Design and construction
- Architect: Geoffrey Bawa
- Developer: Ajit Wijesekera

Other information
- Number of rooms: 100
- Number of suites: 5
- Number of restaurants: 3

Website
- Official site

= Blue Water Hotel =

5-star boutique hotel in Sri Lanka

Blue Water Hotel is a 5-star boutique hotel in Wadduwa, Sri Lanka. It is notable for being Geoffrey Bawa’s last hotel project and the last project he supervised on site before succumbing to illness.

== Geography ==
The hotel is situated in Wadduwa, a small coastal town located (27 km south of Colombo. The site originally was a coconut plantation, situated between the beach and the coastal railway line.

== History ==
The hotel was commissioned by Ajit Wijesekera of Union Apparel (a garment manufacturer) in 1994, the design of which was a collaboration between Geoffrey Bawa and Milroy Perera. Work on the project commenced in 1996 and was completed in 1998. The hotel suffered damage to sixteen ground floor rooms as a result of the 2004 Boxing Day tsunami but there were no deaths. The hotel was initially managed by Jetwing Hotels until 2008 when it was taken over by Union Resorts, who renovated it and added a reception room/banquet room.

== Architecture ==
The hotel was one of Geoffrey Bawa's last major projects, which Patrick Kunkel of ArchDaily believes "represents a slightly more minimalistic approach to his architectural design informed by his earlier work." Australian architect, Ceridwen Owen, describes it as "exhibiting a carefully orchestrated sequence of spaces between land and ocean."

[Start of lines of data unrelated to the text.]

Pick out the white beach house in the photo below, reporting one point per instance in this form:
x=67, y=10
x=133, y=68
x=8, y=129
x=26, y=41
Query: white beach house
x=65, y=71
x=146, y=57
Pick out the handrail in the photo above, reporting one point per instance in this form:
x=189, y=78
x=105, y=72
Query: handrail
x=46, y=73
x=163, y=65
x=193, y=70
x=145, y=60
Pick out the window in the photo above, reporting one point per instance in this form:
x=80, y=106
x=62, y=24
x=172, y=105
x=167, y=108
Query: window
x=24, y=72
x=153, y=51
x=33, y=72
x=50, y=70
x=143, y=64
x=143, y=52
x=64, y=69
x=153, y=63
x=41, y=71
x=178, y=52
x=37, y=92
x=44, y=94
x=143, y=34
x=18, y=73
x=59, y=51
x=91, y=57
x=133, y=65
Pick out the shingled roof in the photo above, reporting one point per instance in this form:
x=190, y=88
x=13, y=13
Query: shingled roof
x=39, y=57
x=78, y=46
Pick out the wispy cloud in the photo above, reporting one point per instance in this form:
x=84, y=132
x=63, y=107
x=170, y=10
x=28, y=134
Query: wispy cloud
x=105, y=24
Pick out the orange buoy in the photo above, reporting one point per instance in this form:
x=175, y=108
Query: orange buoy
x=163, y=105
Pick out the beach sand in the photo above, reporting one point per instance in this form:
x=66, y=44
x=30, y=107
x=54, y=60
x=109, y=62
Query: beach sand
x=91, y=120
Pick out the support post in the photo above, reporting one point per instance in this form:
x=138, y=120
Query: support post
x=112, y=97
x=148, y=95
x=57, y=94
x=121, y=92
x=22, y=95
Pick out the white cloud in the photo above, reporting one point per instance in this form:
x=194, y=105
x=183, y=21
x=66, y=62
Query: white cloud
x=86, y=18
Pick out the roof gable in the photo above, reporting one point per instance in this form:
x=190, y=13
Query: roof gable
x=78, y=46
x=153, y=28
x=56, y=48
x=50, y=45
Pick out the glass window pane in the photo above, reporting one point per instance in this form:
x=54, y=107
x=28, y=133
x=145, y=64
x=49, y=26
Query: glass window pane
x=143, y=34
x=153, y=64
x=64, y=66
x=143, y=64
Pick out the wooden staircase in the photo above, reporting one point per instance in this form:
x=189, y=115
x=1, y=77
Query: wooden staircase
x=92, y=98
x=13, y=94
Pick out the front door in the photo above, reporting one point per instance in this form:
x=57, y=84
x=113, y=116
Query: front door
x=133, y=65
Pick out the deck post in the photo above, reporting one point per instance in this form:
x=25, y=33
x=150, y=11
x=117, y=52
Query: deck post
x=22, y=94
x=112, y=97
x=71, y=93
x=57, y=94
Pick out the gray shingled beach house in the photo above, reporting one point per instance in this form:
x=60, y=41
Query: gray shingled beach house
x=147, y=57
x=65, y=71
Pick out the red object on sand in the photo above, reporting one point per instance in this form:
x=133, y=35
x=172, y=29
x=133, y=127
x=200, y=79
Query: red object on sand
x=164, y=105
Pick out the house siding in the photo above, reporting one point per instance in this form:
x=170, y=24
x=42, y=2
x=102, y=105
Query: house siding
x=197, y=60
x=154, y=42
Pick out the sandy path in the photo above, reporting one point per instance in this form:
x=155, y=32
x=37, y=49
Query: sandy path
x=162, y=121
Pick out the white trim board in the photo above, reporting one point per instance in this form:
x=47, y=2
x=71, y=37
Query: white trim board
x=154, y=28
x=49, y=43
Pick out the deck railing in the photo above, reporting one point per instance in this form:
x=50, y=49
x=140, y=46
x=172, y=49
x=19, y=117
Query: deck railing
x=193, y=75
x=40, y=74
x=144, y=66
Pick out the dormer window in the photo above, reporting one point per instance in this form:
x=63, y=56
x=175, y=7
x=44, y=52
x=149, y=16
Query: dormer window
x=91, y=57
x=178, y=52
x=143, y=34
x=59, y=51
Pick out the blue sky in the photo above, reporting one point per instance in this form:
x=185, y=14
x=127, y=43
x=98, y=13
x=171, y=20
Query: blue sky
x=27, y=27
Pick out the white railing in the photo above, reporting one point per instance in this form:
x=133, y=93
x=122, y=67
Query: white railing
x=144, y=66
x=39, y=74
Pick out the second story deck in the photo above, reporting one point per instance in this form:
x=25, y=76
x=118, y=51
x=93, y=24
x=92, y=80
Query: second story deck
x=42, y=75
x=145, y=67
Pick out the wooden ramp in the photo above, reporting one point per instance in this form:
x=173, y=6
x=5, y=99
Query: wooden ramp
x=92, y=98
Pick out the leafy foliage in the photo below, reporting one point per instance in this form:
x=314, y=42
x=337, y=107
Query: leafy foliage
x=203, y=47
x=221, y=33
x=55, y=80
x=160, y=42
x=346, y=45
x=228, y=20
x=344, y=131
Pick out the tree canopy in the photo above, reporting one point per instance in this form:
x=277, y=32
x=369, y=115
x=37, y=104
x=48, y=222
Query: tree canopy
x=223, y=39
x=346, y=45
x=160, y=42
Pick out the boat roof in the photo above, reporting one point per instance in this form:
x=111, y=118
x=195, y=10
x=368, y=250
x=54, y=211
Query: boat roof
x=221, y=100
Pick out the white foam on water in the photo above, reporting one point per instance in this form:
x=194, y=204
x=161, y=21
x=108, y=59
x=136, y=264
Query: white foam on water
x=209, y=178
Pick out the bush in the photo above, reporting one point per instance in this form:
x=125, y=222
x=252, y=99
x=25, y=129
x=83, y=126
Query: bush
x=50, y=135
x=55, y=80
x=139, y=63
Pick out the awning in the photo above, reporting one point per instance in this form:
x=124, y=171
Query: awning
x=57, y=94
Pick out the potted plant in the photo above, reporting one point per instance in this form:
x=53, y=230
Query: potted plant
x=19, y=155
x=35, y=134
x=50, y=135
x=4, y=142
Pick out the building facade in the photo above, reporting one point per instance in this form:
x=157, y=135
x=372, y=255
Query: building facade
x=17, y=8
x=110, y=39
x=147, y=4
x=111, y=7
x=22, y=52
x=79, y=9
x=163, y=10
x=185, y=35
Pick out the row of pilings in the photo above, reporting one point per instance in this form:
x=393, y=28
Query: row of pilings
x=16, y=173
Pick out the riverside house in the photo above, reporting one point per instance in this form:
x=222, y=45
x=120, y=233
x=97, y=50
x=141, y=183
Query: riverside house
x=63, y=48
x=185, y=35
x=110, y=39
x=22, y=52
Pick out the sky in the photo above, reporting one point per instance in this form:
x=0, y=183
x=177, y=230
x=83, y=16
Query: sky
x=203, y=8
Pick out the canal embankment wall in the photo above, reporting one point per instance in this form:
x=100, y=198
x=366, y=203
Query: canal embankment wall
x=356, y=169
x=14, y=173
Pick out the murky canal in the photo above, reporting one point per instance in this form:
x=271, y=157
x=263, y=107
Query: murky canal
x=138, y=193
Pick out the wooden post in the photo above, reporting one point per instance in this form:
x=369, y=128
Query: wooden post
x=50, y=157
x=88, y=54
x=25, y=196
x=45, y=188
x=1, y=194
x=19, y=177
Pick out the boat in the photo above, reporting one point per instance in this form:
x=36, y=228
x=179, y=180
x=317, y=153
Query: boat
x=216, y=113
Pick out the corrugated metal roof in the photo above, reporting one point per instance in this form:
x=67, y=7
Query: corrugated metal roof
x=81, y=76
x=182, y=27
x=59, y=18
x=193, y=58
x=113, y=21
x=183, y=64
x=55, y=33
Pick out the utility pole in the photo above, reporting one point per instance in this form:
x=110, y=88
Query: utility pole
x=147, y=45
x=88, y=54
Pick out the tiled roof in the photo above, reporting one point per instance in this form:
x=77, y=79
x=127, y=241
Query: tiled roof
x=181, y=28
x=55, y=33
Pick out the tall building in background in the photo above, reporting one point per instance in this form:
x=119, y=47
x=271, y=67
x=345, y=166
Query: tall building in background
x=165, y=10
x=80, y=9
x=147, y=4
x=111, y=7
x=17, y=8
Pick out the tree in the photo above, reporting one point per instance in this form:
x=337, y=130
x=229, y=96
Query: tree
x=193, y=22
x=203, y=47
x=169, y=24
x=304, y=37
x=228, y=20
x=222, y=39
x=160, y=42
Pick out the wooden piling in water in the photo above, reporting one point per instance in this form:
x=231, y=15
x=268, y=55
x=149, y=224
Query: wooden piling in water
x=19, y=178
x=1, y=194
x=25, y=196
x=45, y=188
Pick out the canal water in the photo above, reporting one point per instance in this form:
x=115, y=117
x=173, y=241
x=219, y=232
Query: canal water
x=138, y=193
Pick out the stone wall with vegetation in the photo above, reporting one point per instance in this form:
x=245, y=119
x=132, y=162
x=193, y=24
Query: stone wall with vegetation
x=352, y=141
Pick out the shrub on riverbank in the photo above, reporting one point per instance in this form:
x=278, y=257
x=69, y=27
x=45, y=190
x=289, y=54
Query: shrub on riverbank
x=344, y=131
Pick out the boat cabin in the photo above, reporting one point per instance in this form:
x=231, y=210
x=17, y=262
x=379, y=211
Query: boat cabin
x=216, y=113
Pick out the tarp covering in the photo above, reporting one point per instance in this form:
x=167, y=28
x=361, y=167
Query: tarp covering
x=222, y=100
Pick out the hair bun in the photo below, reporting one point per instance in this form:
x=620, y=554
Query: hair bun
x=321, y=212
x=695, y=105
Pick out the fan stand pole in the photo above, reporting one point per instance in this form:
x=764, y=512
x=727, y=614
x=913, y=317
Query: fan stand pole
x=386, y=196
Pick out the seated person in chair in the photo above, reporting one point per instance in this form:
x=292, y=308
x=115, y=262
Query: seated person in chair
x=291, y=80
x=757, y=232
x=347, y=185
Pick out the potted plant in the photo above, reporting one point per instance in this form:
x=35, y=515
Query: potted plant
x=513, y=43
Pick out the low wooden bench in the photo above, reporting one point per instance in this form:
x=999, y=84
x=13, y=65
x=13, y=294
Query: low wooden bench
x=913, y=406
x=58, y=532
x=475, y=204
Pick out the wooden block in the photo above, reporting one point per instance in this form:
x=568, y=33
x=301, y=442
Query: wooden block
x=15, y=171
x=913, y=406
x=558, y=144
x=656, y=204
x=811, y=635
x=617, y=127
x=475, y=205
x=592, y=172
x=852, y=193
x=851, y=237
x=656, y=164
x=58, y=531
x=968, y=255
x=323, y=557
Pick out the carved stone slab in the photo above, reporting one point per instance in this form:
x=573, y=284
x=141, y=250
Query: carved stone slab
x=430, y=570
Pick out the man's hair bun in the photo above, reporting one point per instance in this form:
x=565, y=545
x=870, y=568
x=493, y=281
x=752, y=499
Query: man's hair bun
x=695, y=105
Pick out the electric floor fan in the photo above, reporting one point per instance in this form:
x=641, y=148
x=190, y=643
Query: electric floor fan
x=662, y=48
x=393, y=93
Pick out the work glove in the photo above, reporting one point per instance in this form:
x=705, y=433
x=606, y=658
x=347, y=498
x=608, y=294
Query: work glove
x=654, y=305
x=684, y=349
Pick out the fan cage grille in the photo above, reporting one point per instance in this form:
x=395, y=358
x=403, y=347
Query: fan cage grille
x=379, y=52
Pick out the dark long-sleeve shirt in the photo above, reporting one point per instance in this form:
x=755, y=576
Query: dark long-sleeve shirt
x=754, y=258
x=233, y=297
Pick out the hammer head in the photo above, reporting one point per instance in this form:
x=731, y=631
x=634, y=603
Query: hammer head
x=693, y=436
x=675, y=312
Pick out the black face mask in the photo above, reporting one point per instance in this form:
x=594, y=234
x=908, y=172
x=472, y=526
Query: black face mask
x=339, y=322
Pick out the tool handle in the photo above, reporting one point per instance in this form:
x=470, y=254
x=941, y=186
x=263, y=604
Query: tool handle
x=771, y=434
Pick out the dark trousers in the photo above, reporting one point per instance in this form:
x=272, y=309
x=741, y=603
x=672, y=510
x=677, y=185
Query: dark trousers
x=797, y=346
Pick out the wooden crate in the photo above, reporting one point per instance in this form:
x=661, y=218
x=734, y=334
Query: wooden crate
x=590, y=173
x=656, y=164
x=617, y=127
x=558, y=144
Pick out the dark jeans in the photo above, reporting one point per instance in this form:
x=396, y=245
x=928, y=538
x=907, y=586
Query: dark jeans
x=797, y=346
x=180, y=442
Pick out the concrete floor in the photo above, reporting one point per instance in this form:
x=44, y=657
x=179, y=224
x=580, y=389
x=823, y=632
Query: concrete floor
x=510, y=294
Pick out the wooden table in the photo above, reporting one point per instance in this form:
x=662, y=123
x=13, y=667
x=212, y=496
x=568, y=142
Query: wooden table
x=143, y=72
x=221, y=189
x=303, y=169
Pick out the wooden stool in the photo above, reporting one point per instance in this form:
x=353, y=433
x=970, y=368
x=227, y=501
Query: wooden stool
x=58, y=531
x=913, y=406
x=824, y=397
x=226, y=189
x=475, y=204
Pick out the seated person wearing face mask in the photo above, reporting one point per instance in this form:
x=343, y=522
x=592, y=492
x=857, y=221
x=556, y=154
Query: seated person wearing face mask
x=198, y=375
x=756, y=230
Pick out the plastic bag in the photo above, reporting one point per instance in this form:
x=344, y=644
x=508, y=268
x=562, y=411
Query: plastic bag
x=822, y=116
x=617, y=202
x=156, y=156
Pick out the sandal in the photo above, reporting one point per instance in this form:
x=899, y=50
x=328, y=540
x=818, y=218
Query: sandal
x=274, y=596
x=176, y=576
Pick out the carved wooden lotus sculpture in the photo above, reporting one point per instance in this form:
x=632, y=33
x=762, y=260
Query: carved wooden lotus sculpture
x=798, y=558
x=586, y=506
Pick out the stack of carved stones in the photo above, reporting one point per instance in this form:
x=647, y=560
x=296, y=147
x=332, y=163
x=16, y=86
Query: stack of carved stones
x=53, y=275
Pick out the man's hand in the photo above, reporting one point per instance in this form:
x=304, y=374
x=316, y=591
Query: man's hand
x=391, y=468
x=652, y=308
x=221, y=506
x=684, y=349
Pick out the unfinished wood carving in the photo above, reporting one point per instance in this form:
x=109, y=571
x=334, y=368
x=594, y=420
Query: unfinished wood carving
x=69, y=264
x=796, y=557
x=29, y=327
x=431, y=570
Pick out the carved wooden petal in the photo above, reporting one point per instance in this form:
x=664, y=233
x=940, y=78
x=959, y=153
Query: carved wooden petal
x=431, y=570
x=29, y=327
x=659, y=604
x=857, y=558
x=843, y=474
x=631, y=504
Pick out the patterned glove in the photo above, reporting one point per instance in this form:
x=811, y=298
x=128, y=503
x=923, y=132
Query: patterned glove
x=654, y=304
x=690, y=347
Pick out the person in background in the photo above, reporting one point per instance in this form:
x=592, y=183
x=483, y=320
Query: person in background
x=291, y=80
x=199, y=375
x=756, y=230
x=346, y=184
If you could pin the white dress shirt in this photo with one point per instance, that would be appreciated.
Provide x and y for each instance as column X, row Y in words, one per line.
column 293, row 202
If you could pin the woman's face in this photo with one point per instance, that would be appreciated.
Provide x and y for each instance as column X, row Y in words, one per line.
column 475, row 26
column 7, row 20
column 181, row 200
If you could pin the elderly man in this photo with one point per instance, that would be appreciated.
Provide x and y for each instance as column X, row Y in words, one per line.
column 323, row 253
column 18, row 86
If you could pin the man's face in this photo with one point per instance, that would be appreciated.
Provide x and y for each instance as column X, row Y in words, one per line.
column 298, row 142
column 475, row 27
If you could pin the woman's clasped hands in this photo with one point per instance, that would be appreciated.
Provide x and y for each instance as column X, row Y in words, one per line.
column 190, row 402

For the building design Bawa returned to a simple rest house layout, which he first used in 1967 for the Serendib Hotel, but reinterpreted on a grand scale with expansive courtyards and limitless vistas. The main entrance is a lofty porch, with an enclosing wall which screens the hotel from the adjacent railway line. The entrance doors open out to a long axial arcade running across a large garden court, past the hotel lobby and out through the coconut grove towards the sea and the horizon. David Robson in his book, Geoffrey Bawa: The Complete Works, states "the sequence of spaces is formal and controlled; the materials highly polished, light in tone and muted in colour and the architecture restrained but monumental." The hotel is an example of Bawa’s minimalist style, use of space, lengthy corridors, open views, water, terracotta tiles and frangipani trees.

== Facilities ==
The hotel has 100 rooms, two restaurants, three bars, an outdoor pool, and a spa.